In contrast, the data series after 1850 has data sampled every day or even hour.  It has a sampling interval 6 orders of magnitude (over a million times) more frequent.  It by definition is smoothed on a time scale substantially shorter than the rest of the data.

In addition, these two data sets use entirely different measurement techniques.  The modern data comes from thermometers and satellites, measurement approaches that we understand fairly well.  The earlier data comes from some sort of proxy analysis (ice cores, tree rings, sediments, etc.)  While we know these proxies generally change with temperature, there are still a lot of questions as to their accuracy and, perhaps more importantly for us here, whether they vary linearly or have any sort of attenuation of the peaks.  For example, recent warming has not shown up as strongly in tree ring proxies, raising the question of whether they may also be missing rapid temperature changes or peaks in earlier data for which we don’t have thermometers to back-check them (this is an oft-discussed problem called proxy divergence).

The problem is not the accuracy of the data for the last 100 years, though we could quibble this it is perhaps exaggerated by a few tenths of a degree.  The problem is with the historic data and using it as a valid comparison to recent data.  Even a 100 year increase of about a degree would, in the data series before 1850, be at most a single data point.  If the sampling is on 200 year intervals, there is a 50-50 chance a 100 year spike would be missed entirely in the historic data.  And even if it were in the data as a single data point, it would be smoothed out at this data scale.

Do you really think that there was never a 100-year period in those last 10,000 years where the temperatures varied by more than 0.1F, as implied by this chart?  This chart has a data set that is smoothed to signals no finer than about 200 years and compares it to recent data with no such filter.  It is like comparing the annualized GDP increase for the last quarter to the average annual GDP increase for the entire 19th century.   It is easy to demonstrate how silly this is.  If you cut the chart off at say 1950, before much anthropogenic effect will have occurred, it would still look like this, with an anomalous spike at the right (just a bit shorter).  If you believe this analysis, you have to believe that there is an unprecedented spike at the end even without anthropogenic effects.

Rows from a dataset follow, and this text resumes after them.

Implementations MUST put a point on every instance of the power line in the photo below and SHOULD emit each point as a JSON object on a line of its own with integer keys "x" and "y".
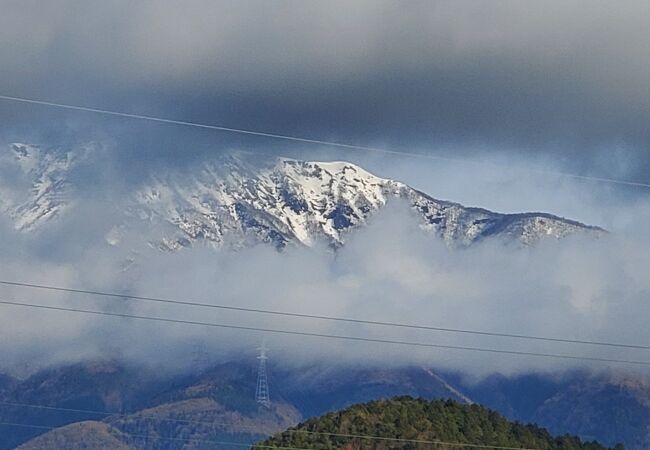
{"x": 326, "y": 336}
{"x": 310, "y": 141}
{"x": 322, "y": 317}
{"x": 290, "y": 430}
{"x": 163, "y": 438}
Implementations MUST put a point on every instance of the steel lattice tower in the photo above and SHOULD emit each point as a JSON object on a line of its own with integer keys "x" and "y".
{"x": 262, "y": 391}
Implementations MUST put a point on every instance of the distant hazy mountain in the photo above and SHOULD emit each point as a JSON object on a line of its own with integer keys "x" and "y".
{"x": 233, "y": 202}
{"x": 608, "y": 409}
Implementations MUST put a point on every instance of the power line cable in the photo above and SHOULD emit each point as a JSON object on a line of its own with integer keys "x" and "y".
{"x": 290, "y": 430}
{"x": 163, "y": 438}
{"x": 326, "y": 336}
{"x": 321, "y": 317}
{"x": 351, "y": 436}
{"x": 310, "y": 141}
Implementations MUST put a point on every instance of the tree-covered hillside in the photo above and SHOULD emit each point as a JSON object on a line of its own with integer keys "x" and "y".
{"x": 405, "y": 420}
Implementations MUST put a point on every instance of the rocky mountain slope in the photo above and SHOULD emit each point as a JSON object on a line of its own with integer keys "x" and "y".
{"x": 233, "y": 202}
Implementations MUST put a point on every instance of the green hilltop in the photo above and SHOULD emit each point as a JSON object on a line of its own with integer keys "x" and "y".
{"x": 406, "y": 420}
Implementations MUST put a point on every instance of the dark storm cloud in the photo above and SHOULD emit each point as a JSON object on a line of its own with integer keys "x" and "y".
{"x": 567, "y": 79}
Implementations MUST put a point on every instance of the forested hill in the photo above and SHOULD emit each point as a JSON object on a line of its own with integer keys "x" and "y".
{"x": 411, "y": 420}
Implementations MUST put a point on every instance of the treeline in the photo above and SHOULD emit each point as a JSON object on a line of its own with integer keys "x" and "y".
{"x": 409, "y": 420}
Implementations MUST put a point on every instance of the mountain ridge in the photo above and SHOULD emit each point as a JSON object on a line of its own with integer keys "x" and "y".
{"x": 232, "y": 203}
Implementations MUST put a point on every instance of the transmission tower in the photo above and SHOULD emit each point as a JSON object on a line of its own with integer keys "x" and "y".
{"x": 262, "y": 391}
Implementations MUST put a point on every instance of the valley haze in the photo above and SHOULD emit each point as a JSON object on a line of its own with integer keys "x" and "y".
{"x": 319, "y": 238}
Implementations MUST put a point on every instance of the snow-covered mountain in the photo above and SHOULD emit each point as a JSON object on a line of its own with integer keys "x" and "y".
{"x": 233, "y": 202}
{"x": 34, "y": 184}
{"x": 303, "y": 202}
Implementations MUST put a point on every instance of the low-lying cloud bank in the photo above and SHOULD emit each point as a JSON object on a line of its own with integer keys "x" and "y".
{"x": 577, "y": 288}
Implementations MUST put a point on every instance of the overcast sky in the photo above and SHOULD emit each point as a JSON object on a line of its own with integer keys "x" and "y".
{"x": 552, "y": 86}
{"x": 565, "y": 80}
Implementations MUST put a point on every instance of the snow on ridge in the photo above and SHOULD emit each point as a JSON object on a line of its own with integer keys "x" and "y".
{"x": 302, "y": 202}
{"x": 234, "y": 203}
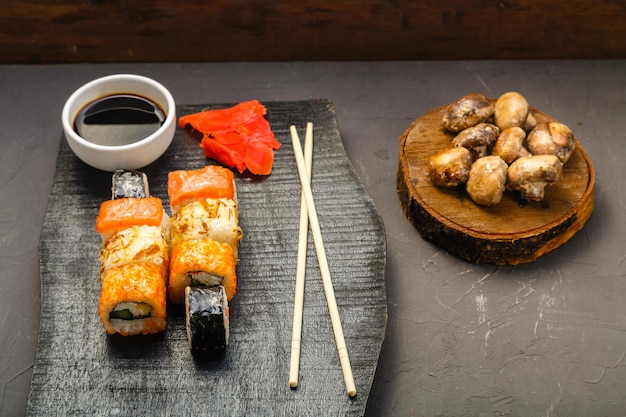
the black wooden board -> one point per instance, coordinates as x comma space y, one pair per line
79, 370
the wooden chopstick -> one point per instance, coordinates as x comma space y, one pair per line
301, 264
323, 264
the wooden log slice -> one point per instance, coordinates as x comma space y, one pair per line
509, 233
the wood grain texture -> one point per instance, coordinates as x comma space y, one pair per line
79, 370
510, 232
64, 31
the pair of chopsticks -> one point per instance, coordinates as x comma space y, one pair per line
308, 214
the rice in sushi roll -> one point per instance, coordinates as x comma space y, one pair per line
133, 299
187, 186
135, 244
129, 184
119, 214
213, 218
207, 321
201, 262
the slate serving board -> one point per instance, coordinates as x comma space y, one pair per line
79, 370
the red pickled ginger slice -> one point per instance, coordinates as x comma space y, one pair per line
239, 137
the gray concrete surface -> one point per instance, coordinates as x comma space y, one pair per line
541, 339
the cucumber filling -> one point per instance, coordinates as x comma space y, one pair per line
131, 311
204, 279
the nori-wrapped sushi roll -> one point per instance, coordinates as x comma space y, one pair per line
133, 299
207, 321
201, 262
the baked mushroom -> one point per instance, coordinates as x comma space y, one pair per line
511, 110
552, 138
450, 167
477, 138
467, 111
530, 122
531, 174
510, 144
487, 180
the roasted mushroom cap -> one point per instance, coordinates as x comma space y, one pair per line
451, 167
511, 110
531, 174
477, 138
510, 144
487, 180
552, 139
467, 111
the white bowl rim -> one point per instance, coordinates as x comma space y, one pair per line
68, 124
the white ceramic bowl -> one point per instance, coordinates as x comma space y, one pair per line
131, 156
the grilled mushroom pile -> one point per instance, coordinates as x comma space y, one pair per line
506, 149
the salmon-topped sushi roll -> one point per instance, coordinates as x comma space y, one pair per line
135, 244
213, 218
133, 299
212, 181
201, 262
119, 214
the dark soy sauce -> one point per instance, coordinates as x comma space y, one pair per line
119, 119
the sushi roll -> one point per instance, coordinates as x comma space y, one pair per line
119, 214
207, 321
135, 244
133, 299
213, 218
201, 262
129, 184
212, 181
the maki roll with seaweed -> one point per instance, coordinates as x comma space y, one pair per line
207, 321
201, 262
134, 258
133, 300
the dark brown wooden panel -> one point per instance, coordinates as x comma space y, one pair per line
39, 31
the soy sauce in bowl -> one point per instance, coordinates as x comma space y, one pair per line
119, 119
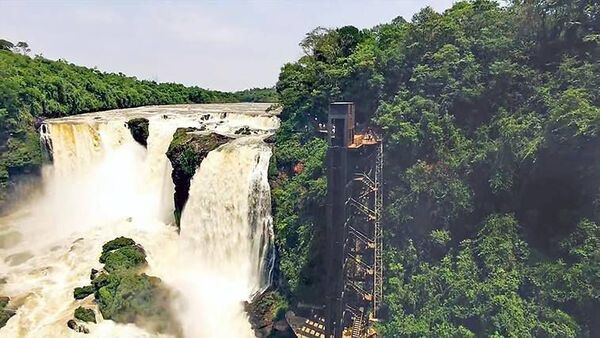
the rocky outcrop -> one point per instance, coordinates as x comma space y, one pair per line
187, 150
5, 312
85, 314
139, 130
267, 315
126, 295
72, 324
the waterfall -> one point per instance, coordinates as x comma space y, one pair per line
227, 237
102, 184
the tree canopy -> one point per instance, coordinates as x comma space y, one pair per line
489, 115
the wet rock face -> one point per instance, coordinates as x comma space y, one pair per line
267, 315
139, 130
5, 311
124, 294
72, 324
186, 152
85, 314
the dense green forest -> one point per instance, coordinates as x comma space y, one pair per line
490, 116
34, 87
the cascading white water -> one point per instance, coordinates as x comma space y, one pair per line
103, 184
226, 238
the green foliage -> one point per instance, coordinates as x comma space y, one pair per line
36, 87
83, 291
85, 314
139, 130
128, 257
5, 313
121, 254
125, 295
116, 243
490, 117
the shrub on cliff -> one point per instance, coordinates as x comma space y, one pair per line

There are several other issues with this chart that makes it laughably bad for someone to use in the context of arguing that he is the true defender of scientific integrity

  • The grey range band is if anything an even bigger scientific absurdity than the main data line.  Are they really trying to argue that there were no years, or decades, or even whole centuries that never deviated from a 0.7F baseline anomaly by more than 0.3F for the entire 4000 year period from 7500 years ago to 3500 years ago?  I will bet just about anything that the error bars on this analysis should be more than 0.3F, much less the range of variability around the mean.  Any natural scientist worth his or her salt would laugh this out of the room.  It is absurd.  But here it is presented as climate science in the exact same article that the author expresses dismay that anyone would distrust climate science.
  • A more minor point, but one that disguises the sampling frequency problem a bit, is that the last dark brown shaded area on the right that is labelled “the last 100 years” is actually at least 300 years wide.  Based on the scale, a hundred years should be about one dot on the x axis.  This means that 100 years is less than the width of the red line, and the last 60 years or the real anthropogenic period is less than half the width of the red line.  We are talking about a temperature change whose duration is half the width of the red line, which hopefully gives you some idea why I say the data sampling and smoothing processes would disguise any past periods similar to the most recent one.

Update:  Kevin Drum posted a defense of this chart on Twitter.  Here it is:  “It was published in Science.”   Well folks, there is climate debate in a nutshell.   An 1000-word dissection of what appears to be wrong with a particular analysis retorted by a five-word appeal to authority.